Application Server Sessions

WebCenter Interaction 10gR3 included these lines in the release notes:

Security and SSO
• Session fixation vulnerability. (Issue #7824904)

But what does that mean? First, let’s take a look at how sessions work on the World Wide Interwebs. By their very nature, web browsers are “stateless”. This means the CLIENT (web browser) makes a request to the SERVER, gets its information (a web page or image, for example), and closes that connection. The next time it makes the request, the server has no context from the previous request. To get around this, Netscape is credited with inventing the session cookie, which basically works like this:

  1. Web browser makes request to server the first time.
  2. Server realizes no “session” exists, so it creates a “blob of memory” to reserve for that user. It then creates a “key” that it sends to the browser in the form of a cookie in its response.
  3. The next time the browser makes a request, it sends that cookie. The server reads it and maps the cookie to the “blob of memory” that can contain anything, such as the login information of the user, or that user’s shopping cart.
  4. After a period of time (usually 15 minutes), the server realizes it hasn’t heard from the client and clears that memory to conserve resources.

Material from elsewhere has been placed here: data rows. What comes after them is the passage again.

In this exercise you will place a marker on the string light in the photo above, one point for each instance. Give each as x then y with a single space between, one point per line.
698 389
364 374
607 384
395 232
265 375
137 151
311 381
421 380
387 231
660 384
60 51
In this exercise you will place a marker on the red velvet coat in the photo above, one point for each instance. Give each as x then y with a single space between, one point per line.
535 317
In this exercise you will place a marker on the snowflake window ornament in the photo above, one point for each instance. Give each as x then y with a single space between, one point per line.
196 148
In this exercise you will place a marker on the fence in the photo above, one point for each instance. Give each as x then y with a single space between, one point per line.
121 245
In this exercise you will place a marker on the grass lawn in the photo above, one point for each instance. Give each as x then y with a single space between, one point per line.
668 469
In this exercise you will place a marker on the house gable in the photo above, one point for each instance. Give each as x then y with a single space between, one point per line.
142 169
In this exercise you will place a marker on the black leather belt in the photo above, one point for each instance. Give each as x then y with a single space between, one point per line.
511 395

Generally that “key” that we mentioned above is known as the “session ID”, and it’s usually passed in a cookie. But because not all browsers support(ed) cookies, a workaround was to allow the cookie to be passed on the query string. The problem is, if I know that session ID, I don’t even have to log into the web site you’re accessing – I can just send your cookie to that web site, and it will map my request to that “blob of memory” on the server that belongs to you – complete with your shopping cart or access to whatever private portal resources you had access to.

This is a pretty vague oversimplification, and if you’re interested, Wikipedia has decent articles on sessions and session fixation. WCI 10gR3 took additional measures to counteract the problem. Because it’s not open-source, it’s not easy to determine exactly what their solution was, but it involves clearing a session key when the user navigates away from the portal.

The problem is: what if clearing the session isn’t expected behavior? I ran into this exact scenario with a client using AquaLogic User Interaction (ALUI) trying to upgrade to WebCenter Interaction 10gR3. They had a custom SSO solution that redirected the browser to a login page at another domain. The server would redirect the browser to the new URL and the user would login there. After login, the browser would redirect back, but the original session had been deleted.

Bottom line: for most Plumtree installations, the 10gR3 upgrade is more secure and feature-rich. But use caution when applying this patch when you’ve got a custom SSO solution in-place, and test well before go-live!